Archive

Posts Tagged ‘Cartesian Product’

MDX # 40 – CROSS JOIN does not return Cartesian product of two hierarchies from the same dimension

April 15, 2014 2 comments

Correction

4/25/2014

Thanks to Chris Webb’s comment (see the comment section). I am making a correction on this blog.

The title of this blog contains a few important words, “from the same dimension”. You might have guessed the opposite side of it is hierarchies “from different dimensions”.

But my correction is not about this. In trying to explain why CROSS JOIN in MDX does not return Cartesian product of two hierarchies from the same dimension, I originally stated:

With the CROSSJOIN operation in MDX, we get only the combinations that actually have fact data. We now know that out of the 10 colors of Bib-Shorts only the Multi color Bib-Shorts has sales data (fact data).

Unlike the SQL CROSS JOIN, where we had to join one fact table and two dimension tables to find out which color of bib-shorts have sales, in MDX, the CROSSJOIN function automatically took into the consideration of the fact table. I have to say that the twists and turns are for the best. 

I highlighted “fact table” above because that is what made my statement incorrect in the context of two hierarchies from the same dimension. When we crossjoin two sets of members from hierarchies from the same dimension, the fact table(s) does not come into play, rather, it’s the validate combinations from the dimension table(s) that will determine the resulting tuples.  In this case, the Multi color is the only color for the Bib-Shorts. This can be verified by joining the two dimension tables, DimProduct and DimProductSubcategory. Here is the SQL query and the result.

Multi-Bib-shorts-correction

 

 

 

 

 

Here is the original post.

Cartesian product can be illustrated by a Cartesian square

Most SQL developers are familiar with the concept of CROSS JOIN and Cartesian product.

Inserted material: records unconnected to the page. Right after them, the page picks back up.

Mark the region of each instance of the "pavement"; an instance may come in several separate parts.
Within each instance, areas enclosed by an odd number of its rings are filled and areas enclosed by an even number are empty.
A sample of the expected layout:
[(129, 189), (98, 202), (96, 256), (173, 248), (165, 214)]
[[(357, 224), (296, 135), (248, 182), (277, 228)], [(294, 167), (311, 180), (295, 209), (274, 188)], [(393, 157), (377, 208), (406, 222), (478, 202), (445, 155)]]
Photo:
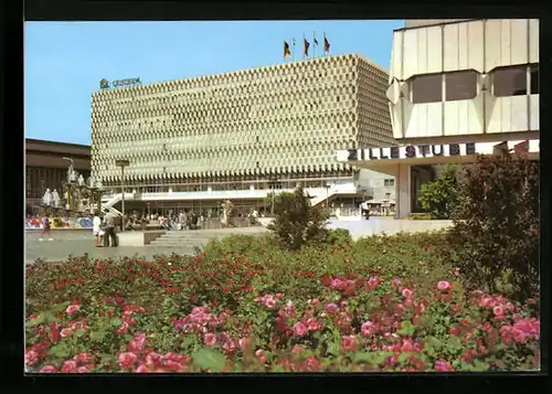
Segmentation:
[(139, 255), (151, 259), (153, 255), (191, 254), (190, 247), (167, 246), (119, 246), (95, 247), (92, 231), (52, 231), (52, 241), (40, 241), (41, 232), (25, 232), (25, 262), (35, 262), (38, 258), (51, 263), (60, 263), (68, 256), (84, 256), (91, 258), (118, 258)]

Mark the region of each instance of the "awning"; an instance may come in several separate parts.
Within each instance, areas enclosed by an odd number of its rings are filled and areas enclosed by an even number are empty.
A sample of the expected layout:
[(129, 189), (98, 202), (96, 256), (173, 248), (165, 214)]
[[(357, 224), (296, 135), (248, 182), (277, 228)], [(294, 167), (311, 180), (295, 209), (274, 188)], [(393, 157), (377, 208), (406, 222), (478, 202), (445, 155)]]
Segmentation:
[(368, 149), (338, 150), (336, 159), (357, 167), (389, 164), (439, 164), (475, 162), (478, 155), (492, 155), (499, 150), (524, 152), (530, 159), (539, 159), (539, 140), (499, 142), (463, 142), (420, 146), (395, 146)]

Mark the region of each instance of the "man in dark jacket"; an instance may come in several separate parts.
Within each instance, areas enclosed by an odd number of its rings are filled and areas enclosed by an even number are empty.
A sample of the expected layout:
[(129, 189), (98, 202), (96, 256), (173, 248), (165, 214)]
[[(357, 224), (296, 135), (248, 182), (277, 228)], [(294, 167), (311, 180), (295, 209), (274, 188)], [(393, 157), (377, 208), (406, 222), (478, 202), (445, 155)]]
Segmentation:
[(117, 225), (117, 217), (112, 213), (107, 212), (104, 217), (104, 246), (115, 247), (117, 246), (117, 235), (115, 234), (115, 227)]

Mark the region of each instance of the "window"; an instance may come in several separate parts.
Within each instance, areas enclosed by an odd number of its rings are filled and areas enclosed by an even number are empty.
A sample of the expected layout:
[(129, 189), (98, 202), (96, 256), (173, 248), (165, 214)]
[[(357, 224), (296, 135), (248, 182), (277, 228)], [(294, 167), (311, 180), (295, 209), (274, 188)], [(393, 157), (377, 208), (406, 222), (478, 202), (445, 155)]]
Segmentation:
[(532, 95), (538, 95), (540, 94), (540, 89), (539, 89), (539, 65), (538, 64), (532, 64), (530, 66), (530, 71), (531, 71), (531, 94)]
[(445, 74), (445, 100), (470, 99), (477, 96), (477, 73), (473, 70)]
[(412, 79), (412, 103), (438, 103), (443, 100), (442, 74), (422, 75)]
[(491, 75), (496, 97), (527, 95), (527, 66), (501, 67)]

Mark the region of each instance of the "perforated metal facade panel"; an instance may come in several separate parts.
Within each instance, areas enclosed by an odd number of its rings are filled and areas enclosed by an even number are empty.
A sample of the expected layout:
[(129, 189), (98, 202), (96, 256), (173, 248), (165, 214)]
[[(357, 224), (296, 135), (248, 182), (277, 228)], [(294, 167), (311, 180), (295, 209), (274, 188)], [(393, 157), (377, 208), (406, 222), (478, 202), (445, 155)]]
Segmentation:
[[(92, 97), (92, 168), (156, 180), (350, 175), (337, 149), (393, 143), (386, 71), (360, 55), (116, 88)], [(166, 183), (163, 181), (163, 183)]]

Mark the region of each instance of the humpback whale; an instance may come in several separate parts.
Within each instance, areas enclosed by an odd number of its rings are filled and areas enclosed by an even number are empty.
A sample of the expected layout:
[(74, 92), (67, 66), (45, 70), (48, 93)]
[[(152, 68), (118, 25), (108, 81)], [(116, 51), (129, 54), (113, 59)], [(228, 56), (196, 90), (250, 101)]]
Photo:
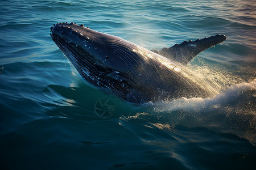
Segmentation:
[(51, 27), (53, 41), (90, 84), (134, 103), (212, 97), (217, 92), (185, 65), (223, 42), (217, 35), (149, 50), (73, 22)]

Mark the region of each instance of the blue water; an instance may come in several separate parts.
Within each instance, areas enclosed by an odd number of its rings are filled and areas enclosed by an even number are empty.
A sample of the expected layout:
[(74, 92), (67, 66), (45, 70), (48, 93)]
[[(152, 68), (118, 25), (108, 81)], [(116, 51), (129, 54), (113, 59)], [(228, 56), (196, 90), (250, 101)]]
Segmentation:
[[(0, 18), (1, 169), (256, 167), (255, 1), (2, 0)], [(105, 94), (51, 40), (63, 22), (149, 49), (224, 34), (187, 65), (219, 94), (138, 105)]]

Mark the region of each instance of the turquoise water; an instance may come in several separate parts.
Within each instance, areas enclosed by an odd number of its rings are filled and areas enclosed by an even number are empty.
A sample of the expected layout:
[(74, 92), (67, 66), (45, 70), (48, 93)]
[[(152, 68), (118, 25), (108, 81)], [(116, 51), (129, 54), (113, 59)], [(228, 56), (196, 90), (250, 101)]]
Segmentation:
[[(254, 169), (255, 9), (238, 0), (0, 1), (1, 169)], [(51, 40), (63, 22), (149, 49), (224, 34), (187, 66), (219, 94), (138, 105), (105, 94)], [(104, 99), (112, 115), (102, 118)]]

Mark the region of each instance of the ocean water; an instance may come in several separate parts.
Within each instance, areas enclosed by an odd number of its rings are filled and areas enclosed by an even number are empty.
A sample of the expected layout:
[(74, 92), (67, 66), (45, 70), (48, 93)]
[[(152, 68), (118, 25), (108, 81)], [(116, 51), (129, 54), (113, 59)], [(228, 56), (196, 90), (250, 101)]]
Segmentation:
[[(1, 0), (0, 18), (1, 169), (256, 167), (255, 1)], [(219, 94), (134, 105), (104, 93), (51, 40), (63, 22), (149, 49), (224, 34), (187, 65)]]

Cartesian product is the result that is produced from a CROSS JOIN.

In this Wikipedia article, Cartesian product, a Cartesian product is illustrated by a Cartesian square as shown below.

Cartesian Square

 

 

 

 

 

 

 

In SQL Server, CROSS JOIN returns the Cartesian product of rows from tables in the join

Both of the following articles claimed that the SQL CROSS JOIN produces a result set which is the number of rows in the first table multiplied by the number of rows in the second table, if no WHERE clause is used along with CROSS JOIN. This kind of result is called as Cartesian Product.

The above definition of the SQL CROSS JOIN can be illustrated with the following SQL script using the AdventureWorksDW database.

use AdventureWorksDW
go

with color as (
select      distinct Color
from  dbo.DimProduct
),

sub as (
select      distinct EnglishProductSubcategoryName
from  dbo.DimProductSubcategory
whereEnglishProductSubcategoryName = ‘Bib-Shorts’
)

select      *
from  sub CROSS JOIN color
order by
EnglishProductSubcategoryName, Color
–10

To simplify the result set, I am using only one product subcateogry ‘Bib-Shorts’. The above SQL script generates the results shown in the screenshot below. With 1 product category and 10 product colors, the result set is the every possible combination of these two lists, which is 10 (1 * 10) rows.

Multi-Bib-shorts

 

 

 

 

 

 

 

 

 

 

Keep in mind that the above 10 combinations of the colors and the subcategory do not necessarily have any sales. In order to find witch combinations have sales, we will need to do an INNER JOIN on these 3 tables:

dbo.FactResellerSales or dbo.FactInternetSales
dbo.DimProductSubcategory
dbo.DimProduct

The following 2 SQL queries can be used. It turned out that there is no internet sales for multi color bib-shorts, but there are reseller sales for them.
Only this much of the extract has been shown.